Use case

Incident response and on-call agents

When a pager fires at 3am, the first 10 minutes go to context-gathering. A Dezifi on-call agent does that work the moment the alert lands, so the human jumps straight to action.

What you'll learn
  • How to design a read-mostly observability agent
  • Which Datadog / Grafana / PagerDuty hooks matter
  • How to summarize incident context for fast handoff
  • How to stop the agent from taking destructive actions

The agent design

On-call agents must be fast, accurate and read-only by default. They produce context, not commands.
  1. 1

    LLM choice

    GPT-4o or Claude Sonnet — the agent needs to correlate metrics, logs and recent deploys. Latency matters; pick the fastest tier you trust.
  2. 2

    Tools

    Datadog (query metrics, fetch dashboard snapshots), Grafana (query Prometheus, render panels), PagerDuty (read incident state), GitHub (recent merges), Slack (post into the incident channel).
  3. 3

    Guardrails

    Read-only mode on all infra tools. No production action without explicit approval. Block agent-initiated restarts, rollbacks or deploys outright — those stay manual.
  4. 4

    Workflow shape

    Trigger: PagerDuty incident created. Step 1: pull error rate, latency, saturation for the affected service. Step 2: pull last 10 merges to that service. Step 3: post a context summary into Slack with links to the relevant dashboards. Step 4: suggest the most likely cause.

Tools to connect

  • Datadog — metrics, logs, dashboard snapshots scoped to a service.
  • Grafana — Prometheus / Loki queries, panel screenshots.
  • PagerDuty — incident state, on-call rotation context.
  • GitHub — recent commits and deploys for the affected service.
  • Slack — post into the auto-created incident channel.

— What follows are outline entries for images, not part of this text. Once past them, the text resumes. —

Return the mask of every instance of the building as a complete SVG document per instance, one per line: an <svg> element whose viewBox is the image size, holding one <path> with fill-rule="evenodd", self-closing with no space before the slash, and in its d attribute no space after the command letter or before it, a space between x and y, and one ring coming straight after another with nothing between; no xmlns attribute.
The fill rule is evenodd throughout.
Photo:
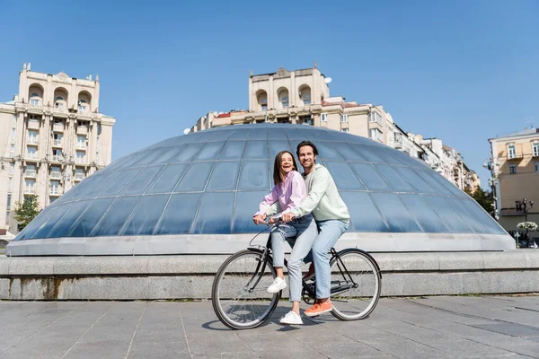
<svg viewBox="0 0 539 359"><path fill-rule="evenodd" d="M0 232L16 233L12 210L25 196L44 208L111 160L115 118L99 110L99 78L31 71L0 103Z"/></svg>
<svg viewBox="0 0 539 359"><path fill-rule="evenodd" d="M490 161L486 166L492 175L490 183L499 223L514 234L520 222L539 224L539 129L532 127L489 142ZM539 241L539 232L530 236Z"/></svg>
<svg viewBox="0 0 539 359"><path fill-rule="evenodd" d="M325 77L316 66L296 71L279 68L271 74L249 76L249 109L226 113L209 112L190 132L263 122L304 124L367 137L423 160L461 189L473 190L460 153L445 146L433 150L420 135L404 132L381 105L347 101L331 96ZM441 140L439 140L441 144ZM443 169L443 170L442 170ZM467 170L467 167L465 167Z"/></svg>

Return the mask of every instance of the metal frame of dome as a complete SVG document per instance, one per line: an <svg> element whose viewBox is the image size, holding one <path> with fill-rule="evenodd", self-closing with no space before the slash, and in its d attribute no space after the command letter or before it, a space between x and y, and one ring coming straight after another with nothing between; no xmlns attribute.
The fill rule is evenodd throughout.
<svg viewBox="0 0 539 359"><path fill-rule="evenodd" d="M351 223L338 247L371 251L504 250L513 239L420 160L305 125L255 124L180 136L114 162L45 208L11 256L231 253L261 230L275 155L316 144ZM261 240L264 241L264 240Z"/></svg>

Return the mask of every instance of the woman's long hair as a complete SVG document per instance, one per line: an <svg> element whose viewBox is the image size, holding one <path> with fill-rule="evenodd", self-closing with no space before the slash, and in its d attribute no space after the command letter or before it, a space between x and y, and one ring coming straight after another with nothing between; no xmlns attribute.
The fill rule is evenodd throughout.
<svg viewBox="0 0 539 359"><path fill-rule="evenodd" d="M294 166L293 170L297 171L297 164L296 164L296 159L294 158L294 154L292 154L290 151L281 151L278 153L277 153L277 156L275 156L275 162L273 164L273 183L275 184L275 186L281 183L285 177L281 172L280 169L282 157L285 153L288 153L292 157L292 165Z"/></svg>

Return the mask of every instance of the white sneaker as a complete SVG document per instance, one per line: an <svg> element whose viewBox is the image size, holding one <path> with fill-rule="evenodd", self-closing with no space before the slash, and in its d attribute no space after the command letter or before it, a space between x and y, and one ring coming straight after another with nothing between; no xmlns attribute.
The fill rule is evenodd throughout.
<svg viewBox="0 0 539 359"><path fill-rule="evenodd" d="M279 322L281 324L303 324L301 317L292 311L288 311L287 315L281 318Z"/></svg>
<svg viewBox="0 0 539 359"><path fill-rule="evenodd" d="M287 281L285 281L280 276L275 278L271 285L270 285L267 289L268 293L278 293L282 291L287 287Z"/></svg>

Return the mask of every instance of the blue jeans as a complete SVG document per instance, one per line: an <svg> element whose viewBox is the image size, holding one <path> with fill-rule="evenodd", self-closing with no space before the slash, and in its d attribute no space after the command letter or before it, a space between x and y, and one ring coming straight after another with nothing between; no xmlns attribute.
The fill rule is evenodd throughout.
<svg viewBox="0 0 539 359"><path fill-rule="evenodd" d="M314 279L316 280L316 298L329 298L331 290L331 268L328 252L337 240L348 230L349 223L338 219L316 222L320 228L314 239L313 251L305 258L305 263L314 263Z"/></svg>
<svg viewBox="0 0 539 359"><path fill-rule="evenodd" d="M316 239L317 233L316 223L312 215L307 215L287 223L280 224L278 227L271 230L273 267L284 267L285 241L292 247L292 252L288 258L290 302L301 301L301 264L304 258L305 258L311 248L313 248L313 242Z"/></svg>

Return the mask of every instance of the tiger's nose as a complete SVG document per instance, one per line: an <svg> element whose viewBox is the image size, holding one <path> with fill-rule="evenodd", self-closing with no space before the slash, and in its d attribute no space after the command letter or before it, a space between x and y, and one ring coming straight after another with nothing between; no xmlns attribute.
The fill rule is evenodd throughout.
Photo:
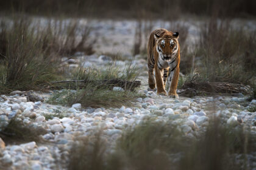
<svg viewBox="0 0 256 170"><path fill-rule="evenodd" d="M169 55L163 54L163 56L165 58L167 58L167 57L168 58L170 58L170 57L171 57L171 55L170 55L170 54L169 54Z"/></svg>

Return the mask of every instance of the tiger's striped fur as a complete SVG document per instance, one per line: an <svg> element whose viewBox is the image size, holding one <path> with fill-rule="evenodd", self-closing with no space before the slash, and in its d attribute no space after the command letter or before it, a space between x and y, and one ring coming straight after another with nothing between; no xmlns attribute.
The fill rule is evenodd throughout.
<svg viewBox="0 0 256 170"><path fill-rule="evenodd" d="M149 86L154 89L156 84L157 93L166 95L165 84L169 73L168 95L174 98L179 98L176 93L180 60L178 38L179 33L159 29L151 33L148 43Z"/></svg>

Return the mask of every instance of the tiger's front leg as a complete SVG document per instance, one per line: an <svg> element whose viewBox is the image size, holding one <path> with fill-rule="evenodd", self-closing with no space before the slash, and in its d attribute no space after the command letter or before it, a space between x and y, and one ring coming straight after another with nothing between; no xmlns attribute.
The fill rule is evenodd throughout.
<svg viewBox="0 0 256 170"><path fill-rule="evenodd" d="M168 95L170 97L179 98L179 95L176 93L177 86L178 86L179 76L180 73L180 67L177 66L174 70L173 74L171 72L171 76L170 87L169 88Z"/></svg>
<svg viewBox="0 0 256 170"><path fill-rule="evenodd" d="M163 86L163 69L160 69L157 66L155 67L155 80L157 81L157 89L158 95L166 95L166 92Z"/></svg>

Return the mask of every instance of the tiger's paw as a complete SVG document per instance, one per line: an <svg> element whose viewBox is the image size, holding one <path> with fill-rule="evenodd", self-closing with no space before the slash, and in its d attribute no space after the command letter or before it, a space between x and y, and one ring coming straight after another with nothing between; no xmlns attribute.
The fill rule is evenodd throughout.
<svg viewBox="0 0 256 170"><path fill-rule="evenodd" d="M155 89L151 89L150 87L148 87L148 91L149 91L149 92L156 92L157 91L157 88L155 88Z"/></svg>
<svg viewBox="0 0 256 170"><path fill-rule="evenodd" d="M155 84L149 84L149 87L148 89L148 90L149 89L154 90L155 89Z"/></svg>
<svg viewBox="0 0 256 170"><path fill-rule="evenodd" d="M166 94L166 92L165 90L165 91L162 91L162 92L157 92L157 94L158 95L164 95L164 96L166 96L166 95L167 95L167 94Z"/></svg>
<svg viewBox="0 0 256 170"><path fill-rule="evenodd" d="M169 93L169 97L173 98L179 98L179 95L177 93Z"/></svg>

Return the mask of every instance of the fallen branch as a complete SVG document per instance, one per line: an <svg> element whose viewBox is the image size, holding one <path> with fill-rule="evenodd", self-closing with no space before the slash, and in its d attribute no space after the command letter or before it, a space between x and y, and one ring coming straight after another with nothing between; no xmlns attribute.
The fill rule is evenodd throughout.
<svg viewBox="0 0 256 170"><path fill-rule="evenodd" d="M51 89L77 89L85 88L88 84L98 88L120 87L124 89L133 90L135 87L141 85L140 81L129 81L121 79L110 79L102 80L66 80L50 82L48 88Z"/></svg>
<svg viewBox="0 0 256 170"><path fill-rule="evenodd" d="M241 84L226 82L189 82L185 83L178 92L181 96L192 97L205 94L251 94L251 89Z"/></svg>

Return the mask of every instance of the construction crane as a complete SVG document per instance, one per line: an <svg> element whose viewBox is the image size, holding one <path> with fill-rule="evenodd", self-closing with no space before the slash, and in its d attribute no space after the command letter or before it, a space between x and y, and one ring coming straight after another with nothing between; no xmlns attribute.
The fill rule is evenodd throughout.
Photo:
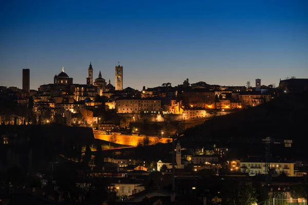
<svg viewBox="0 0 308 205"><path fill-rule="evenodd" d="M292 139L277 139L266 137L262 140L262 142L265 144L265 184L270 185L271 175L270 168L271 165L271 144L284 144L285 147L291 147L293 140Z"/></svg>

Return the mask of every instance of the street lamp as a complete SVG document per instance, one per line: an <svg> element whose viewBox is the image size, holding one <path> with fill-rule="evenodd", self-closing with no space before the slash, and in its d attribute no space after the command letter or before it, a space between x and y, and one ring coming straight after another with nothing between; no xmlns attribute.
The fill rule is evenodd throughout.
<svg viewBox="0 0 308 205"><path fill-rule="evenodd" d="M258 205L261 205L261 203L262 203L262 202L264 202L264 204L265 204L265 202L266 202L266 201L267 201L267 200L265 200L265 201L261 201L261 202L260 202L260 203L259 203L258 204Z"/></svg>

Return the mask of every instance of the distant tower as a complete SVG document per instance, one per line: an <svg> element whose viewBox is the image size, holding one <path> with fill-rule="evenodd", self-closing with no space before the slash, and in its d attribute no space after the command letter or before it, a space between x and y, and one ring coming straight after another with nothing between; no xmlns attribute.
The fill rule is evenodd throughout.
<svg viewBox="0 0 308 205"><path fill-rule="evenodd" d="M119 62L118 62L119 63ZM116 90L123 89L123 67L116 66Z"/></svg>
<svg viewBox="0 0 308 205"><path fill-rule="evenodd" d="M89 68L88 69L88 77L90 78L90 85L93 85L93 68L92 68L91 62L90 62L90 66L89 66Z"/></svg>
<svg viewBox="0 0 308 205"><path fill-rule="evenodd" d="M256 92L261 91L261 79L256 79Z"/></svg>
<svg viewBox="0 0 308 205"><path fill-rule="evenodd" d="M23 90L30 92L30 69L23 69Z"/></svg>
<svg viewBox="0 0 308 205"><path fill-rule="evenodd" d="M178 165L178 167L181 165L181 145L180 145L180 142L178 141L178 144L176 146L177 149L177 152L176 154L176 161L177 162L177 165Z"/></svg>

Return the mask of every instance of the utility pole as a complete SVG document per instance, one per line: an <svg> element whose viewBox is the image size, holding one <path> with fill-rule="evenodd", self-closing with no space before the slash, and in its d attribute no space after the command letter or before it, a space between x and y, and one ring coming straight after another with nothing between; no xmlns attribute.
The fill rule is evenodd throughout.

How to set this up in Dezifi

  1. 1

    Connect observability tools

    Integrations → Datadog → API key + app key. For Grafana, paste the URL and a service-account token. Both should be read-only credentials.
  2. 2

    Connect PagerDuty

    Integrations → PagerDuty → OAuth. Subscribe to incident_created and incident_resolved events.
  3. 3

    Create the agent

    New Agent → "On-Call Context Agent". Attach Datadog, Grafana, PagerDuty, GitHub, Slack. Use GPT-4o for speed.
  4. 4

    Lock down with policies

    Apply a policy with all tools in read-only mode. No write actions allowed without manual override. Add a cost cap per run — incidents are bursty.
  5. 5

    Build the incident-context workflow

    Trigger: PagerDuty incident_created webhook. Steps: fetch service metrics → fetch recent deploys → agent synthesizes a 5-line incident summary → post into Slack incident channel.

Frequently asked questions

Should the agent be allowed to take action during incidents?
Start with read-only. Once your team trusts the summaries, you can add narrow, approval-gated runbooks — like restarting a known-flaky job — but never destructive actions without a human.
How does it handle alert storms?
A rate-limit policy caps concurrent runs per service. The agent groups related alerts in a single context post instead of firing once per alert.
Can it write postmortems?
Yes — run a separate workflow after PagerDuty marks the incident resolved. The agent stitches the timeline from PagerDuty, Slack, and GitHub, and drafts a postmortem template.
What if the LLM is wrong about the root cause?
Treat the summary as a hypothesis, not a verdict. The agent always links to the underlying dashboards so the on-call can verify in seconds.